言っている間は気付かなかったが僕はとても気恥ずかしいことを言っているんじゃないか?

「ぇ・・・えっと・・その・・・」

「フフッ・・・いえいえ。・・・・安心しました・・・貴方は彼女をとても大事に想っている・・・」
杞憂でしたね・・・と机の上においたオレンジジュースをもう一口、口に含んだ。

「・・・ずっとその気持ちを忘れないように・・・彼女持ちの先輩からのアドバイスです・・」
そういうとまたフフッと含み笑いをする。この人こんな人だったかなぁ・・さっきから笑いが一向に止まらず肩が微かに動き続けている。

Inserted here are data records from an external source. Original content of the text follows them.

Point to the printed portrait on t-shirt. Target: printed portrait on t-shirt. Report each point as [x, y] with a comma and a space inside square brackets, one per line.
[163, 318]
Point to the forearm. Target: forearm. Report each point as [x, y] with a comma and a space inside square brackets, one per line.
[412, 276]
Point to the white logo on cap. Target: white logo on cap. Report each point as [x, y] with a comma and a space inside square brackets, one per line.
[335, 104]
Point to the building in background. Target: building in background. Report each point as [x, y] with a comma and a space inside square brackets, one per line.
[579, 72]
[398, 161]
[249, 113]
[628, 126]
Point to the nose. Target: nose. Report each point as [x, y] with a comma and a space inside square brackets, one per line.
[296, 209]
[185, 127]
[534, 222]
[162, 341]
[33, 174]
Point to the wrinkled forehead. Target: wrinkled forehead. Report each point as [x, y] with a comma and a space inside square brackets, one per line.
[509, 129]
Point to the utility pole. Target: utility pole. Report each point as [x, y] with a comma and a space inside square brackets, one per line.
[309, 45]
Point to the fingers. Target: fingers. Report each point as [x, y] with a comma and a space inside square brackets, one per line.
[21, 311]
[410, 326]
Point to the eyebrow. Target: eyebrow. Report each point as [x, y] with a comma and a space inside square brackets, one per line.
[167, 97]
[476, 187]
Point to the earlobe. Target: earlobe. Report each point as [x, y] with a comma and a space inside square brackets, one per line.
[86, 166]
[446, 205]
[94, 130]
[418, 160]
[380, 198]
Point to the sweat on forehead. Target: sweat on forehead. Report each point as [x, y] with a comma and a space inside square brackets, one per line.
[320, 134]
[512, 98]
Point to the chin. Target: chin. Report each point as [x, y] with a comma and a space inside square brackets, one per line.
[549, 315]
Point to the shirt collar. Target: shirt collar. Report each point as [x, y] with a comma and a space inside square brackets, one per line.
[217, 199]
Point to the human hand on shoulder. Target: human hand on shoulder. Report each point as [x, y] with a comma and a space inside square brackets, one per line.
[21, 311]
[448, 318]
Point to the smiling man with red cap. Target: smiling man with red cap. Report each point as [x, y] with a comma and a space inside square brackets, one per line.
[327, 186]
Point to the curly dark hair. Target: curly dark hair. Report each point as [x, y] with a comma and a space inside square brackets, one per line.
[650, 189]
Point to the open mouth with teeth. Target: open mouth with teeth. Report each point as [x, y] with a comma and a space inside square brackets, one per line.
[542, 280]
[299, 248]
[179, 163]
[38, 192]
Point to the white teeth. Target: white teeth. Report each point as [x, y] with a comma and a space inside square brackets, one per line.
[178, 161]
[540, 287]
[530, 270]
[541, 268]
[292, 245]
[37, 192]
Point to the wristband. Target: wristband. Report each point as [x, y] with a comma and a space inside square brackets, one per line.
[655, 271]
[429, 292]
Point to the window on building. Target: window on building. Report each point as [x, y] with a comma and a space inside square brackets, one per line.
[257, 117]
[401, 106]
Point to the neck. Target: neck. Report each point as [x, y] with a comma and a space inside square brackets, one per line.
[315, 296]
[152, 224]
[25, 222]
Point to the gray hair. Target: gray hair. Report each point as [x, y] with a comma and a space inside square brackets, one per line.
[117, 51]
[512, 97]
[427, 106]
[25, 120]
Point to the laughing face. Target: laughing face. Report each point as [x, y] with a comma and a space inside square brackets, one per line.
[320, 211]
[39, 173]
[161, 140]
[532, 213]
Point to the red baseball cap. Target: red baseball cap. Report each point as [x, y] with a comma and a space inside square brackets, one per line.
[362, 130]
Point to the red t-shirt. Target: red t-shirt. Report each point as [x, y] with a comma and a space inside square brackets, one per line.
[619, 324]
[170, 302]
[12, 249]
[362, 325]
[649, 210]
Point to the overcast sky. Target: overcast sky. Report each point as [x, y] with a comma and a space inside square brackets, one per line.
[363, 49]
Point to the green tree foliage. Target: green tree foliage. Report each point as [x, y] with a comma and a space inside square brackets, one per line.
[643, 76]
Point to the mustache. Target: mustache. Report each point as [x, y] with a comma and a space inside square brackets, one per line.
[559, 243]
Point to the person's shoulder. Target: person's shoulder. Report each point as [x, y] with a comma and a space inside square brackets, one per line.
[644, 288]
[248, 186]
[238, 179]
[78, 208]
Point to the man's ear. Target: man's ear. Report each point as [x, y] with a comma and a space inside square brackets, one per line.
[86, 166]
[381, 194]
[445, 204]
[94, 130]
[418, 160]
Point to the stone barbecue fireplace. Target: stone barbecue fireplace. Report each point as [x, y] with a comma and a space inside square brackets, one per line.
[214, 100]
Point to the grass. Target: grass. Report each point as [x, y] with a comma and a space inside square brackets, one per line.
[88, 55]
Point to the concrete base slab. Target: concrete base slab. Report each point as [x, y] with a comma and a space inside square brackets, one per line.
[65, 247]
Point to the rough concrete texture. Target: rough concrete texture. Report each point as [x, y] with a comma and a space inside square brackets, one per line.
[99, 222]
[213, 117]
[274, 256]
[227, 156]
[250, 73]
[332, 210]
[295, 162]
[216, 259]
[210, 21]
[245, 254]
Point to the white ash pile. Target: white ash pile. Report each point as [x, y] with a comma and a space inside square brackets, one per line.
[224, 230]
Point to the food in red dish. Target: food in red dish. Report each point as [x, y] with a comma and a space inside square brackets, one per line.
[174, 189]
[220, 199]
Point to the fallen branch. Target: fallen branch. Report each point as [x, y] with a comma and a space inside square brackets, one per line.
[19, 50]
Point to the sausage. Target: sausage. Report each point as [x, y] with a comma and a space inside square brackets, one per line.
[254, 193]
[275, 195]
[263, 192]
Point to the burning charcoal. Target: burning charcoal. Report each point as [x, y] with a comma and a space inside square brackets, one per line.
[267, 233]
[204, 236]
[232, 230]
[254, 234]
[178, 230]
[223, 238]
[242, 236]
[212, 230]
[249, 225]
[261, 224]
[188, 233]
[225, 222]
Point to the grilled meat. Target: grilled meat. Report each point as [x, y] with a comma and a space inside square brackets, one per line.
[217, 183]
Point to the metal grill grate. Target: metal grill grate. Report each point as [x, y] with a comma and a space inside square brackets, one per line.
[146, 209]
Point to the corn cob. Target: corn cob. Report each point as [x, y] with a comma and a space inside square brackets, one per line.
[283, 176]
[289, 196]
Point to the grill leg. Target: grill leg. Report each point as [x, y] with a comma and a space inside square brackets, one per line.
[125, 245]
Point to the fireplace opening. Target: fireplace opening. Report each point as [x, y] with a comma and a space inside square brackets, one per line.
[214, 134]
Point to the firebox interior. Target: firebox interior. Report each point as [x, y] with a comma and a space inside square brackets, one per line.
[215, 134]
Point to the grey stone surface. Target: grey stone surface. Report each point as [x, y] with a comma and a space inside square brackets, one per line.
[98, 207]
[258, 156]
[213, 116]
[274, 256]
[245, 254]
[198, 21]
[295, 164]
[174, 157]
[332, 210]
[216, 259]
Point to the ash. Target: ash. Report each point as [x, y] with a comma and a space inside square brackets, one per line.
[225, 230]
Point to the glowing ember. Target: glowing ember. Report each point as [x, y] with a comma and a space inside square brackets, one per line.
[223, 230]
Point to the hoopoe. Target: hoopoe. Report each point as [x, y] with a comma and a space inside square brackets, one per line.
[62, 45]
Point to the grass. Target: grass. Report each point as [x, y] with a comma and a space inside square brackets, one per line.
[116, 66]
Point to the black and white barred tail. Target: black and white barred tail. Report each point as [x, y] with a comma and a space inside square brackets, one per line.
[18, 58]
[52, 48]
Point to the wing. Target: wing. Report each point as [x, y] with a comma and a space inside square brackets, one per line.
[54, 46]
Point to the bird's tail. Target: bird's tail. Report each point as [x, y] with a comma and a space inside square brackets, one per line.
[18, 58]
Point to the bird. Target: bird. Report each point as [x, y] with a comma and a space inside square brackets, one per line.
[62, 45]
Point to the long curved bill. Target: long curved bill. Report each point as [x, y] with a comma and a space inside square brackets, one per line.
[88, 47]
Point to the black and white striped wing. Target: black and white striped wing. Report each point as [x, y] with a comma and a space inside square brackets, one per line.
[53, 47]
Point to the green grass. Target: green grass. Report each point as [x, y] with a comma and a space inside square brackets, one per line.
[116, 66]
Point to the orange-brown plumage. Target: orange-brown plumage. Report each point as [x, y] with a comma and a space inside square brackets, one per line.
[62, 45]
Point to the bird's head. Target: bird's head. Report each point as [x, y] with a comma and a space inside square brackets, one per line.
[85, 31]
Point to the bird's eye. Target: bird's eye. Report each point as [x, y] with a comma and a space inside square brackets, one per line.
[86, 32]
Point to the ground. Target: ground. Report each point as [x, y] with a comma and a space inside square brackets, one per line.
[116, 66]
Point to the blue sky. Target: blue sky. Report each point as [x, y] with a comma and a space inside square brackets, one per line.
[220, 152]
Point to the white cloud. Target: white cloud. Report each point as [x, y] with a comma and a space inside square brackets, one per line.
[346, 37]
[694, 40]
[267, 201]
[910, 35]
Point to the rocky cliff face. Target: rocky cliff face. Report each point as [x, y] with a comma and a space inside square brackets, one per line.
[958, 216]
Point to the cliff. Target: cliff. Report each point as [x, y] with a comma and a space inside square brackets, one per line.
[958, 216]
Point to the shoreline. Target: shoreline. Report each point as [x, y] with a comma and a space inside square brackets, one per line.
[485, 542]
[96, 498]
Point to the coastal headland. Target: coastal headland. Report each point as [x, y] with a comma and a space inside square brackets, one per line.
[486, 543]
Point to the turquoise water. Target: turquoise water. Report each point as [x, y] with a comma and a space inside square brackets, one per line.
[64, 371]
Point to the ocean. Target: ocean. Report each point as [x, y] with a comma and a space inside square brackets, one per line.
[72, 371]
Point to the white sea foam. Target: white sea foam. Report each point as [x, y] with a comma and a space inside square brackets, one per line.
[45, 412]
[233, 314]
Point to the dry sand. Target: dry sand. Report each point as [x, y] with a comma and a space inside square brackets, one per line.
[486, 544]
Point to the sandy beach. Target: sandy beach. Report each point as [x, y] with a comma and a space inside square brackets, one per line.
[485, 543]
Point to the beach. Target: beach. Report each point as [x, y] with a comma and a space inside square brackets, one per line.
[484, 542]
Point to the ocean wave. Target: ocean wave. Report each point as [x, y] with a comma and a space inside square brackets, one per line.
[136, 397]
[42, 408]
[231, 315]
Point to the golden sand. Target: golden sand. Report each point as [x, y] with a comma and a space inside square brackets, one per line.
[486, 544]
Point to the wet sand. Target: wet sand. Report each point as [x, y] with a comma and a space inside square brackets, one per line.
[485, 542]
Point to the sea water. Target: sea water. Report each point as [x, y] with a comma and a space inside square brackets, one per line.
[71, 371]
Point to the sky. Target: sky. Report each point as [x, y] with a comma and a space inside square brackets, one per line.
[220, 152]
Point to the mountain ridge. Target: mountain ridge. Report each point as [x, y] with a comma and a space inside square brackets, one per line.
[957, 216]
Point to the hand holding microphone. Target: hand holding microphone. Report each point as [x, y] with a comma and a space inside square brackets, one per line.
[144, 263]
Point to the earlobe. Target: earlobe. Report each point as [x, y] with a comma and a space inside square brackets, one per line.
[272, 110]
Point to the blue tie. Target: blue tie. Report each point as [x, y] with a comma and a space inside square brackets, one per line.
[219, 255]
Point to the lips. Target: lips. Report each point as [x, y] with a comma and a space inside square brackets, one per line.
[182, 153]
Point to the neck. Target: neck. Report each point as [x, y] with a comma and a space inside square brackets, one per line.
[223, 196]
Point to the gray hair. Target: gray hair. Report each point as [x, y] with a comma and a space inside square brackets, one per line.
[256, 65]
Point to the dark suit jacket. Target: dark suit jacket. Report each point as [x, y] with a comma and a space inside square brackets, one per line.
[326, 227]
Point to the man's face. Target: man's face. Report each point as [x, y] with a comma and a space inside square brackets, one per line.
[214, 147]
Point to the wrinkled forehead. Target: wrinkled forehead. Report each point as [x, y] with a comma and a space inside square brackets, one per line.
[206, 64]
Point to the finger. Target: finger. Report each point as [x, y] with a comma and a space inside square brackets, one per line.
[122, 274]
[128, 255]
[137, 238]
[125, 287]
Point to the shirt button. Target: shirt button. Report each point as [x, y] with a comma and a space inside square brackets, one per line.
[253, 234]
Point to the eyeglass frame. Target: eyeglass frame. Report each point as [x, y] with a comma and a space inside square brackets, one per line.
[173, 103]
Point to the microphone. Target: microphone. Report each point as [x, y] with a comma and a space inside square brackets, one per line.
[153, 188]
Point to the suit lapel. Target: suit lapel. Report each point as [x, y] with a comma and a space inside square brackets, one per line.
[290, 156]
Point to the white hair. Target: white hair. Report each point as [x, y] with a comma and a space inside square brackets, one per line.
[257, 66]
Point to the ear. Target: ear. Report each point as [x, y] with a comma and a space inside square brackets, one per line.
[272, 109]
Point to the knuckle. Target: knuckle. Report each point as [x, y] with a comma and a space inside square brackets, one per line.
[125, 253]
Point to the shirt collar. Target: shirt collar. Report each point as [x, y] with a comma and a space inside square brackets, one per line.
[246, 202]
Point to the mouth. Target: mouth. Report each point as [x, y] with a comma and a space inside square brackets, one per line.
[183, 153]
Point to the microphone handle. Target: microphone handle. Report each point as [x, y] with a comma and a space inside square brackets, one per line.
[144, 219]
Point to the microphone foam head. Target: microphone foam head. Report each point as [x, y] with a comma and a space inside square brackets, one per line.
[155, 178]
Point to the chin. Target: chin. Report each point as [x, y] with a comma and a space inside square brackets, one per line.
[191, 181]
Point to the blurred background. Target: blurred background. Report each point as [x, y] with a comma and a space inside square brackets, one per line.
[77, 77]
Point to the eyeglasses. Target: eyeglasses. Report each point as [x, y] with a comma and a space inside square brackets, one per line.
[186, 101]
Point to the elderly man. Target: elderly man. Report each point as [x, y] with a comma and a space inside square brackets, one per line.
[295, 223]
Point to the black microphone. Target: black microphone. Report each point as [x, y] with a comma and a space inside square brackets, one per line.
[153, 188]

「もし忘れたら・・・今度は本当に浮気されるかもしれませんよ・・・?」

「なっ・・・!?」

ぱぁんと言う音と共に先ほどまでとは勝るとも劣らぬ悲鳴が学食を木霊する。
見ると、まともに誕生パーティ参加していた鈴たちに真人の筋肉三連星が誤って直撃したらしい。自分達は参加していないのに理不尽な攻撃を受けたため来ヶ谷さんを筆頭に西園さん、鈴や鈴に促された寮長さんがクラッカーを手に取りバトルに参加していった。
しかし来ヶ谷さんが鬼神の如き活躍をしているが、総合は6対4なので鈴の反乱軍チームは少し押され気味だ。

「・・・さて・・・お互い彼女の危機のようですね・・・お話は終わりにして、彼氏として愛しの彼女を助けに行きましょうよ、直枝さん」

近くにあったまだ未使用のクラッカーを僕に手渡すと、彼は熾烈な戦いの輪に加わりに行った。僕も急いでその後を追った。